Jane Fonda has a lot of people rooting for her, after just revealing she's been diagnosed with non-Hodgkin's Lymphoma.
The 84-year-old Hollywood legend made the announcement Friday, saying she's already started chemo treatments, and that she feels very lucky, as it's treatable and about 80% of people diagnosed survive.
In true and incredible Jane fashion, she also took a moment to bring awareness on the importance of health care and as an advocate for it to be affordable to everyone, saying, "Almost every family in America has had to deal with cancer at one time or another and far too many don’t have access to the quality health care I am receiving and this is not right."
Jane says she'll be doing chemo for 6 months, and is handling the treatments quite well ... letting everyone know she won't let the diagnosis interfere with her climate activism.

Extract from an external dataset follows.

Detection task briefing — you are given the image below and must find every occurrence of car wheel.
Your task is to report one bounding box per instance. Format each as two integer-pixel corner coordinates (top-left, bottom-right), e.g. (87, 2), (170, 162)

She says, "We also need to be talking much more not just about cures but about causes so we can eliminate them. For example, people need to know that fossil fuels cause cancer. So do pesticides, many of which are fossil fuel-based, like mine."
Continuing, "We’re living through the most consequential time in human history because what we do or don’t do right now will determine what kind of future there will be and I will not allow cancer to keep me from doing all I can, using every tool in my toolbox and that very much includes continuing to build this Fire Drill Fridays community and finding new ways to use our collective strength to make change."
She finishes with a call to action, "The midterms are looming, and they are beyond consequential so you can count on me to be right there together with you as we grow our army of climate champions."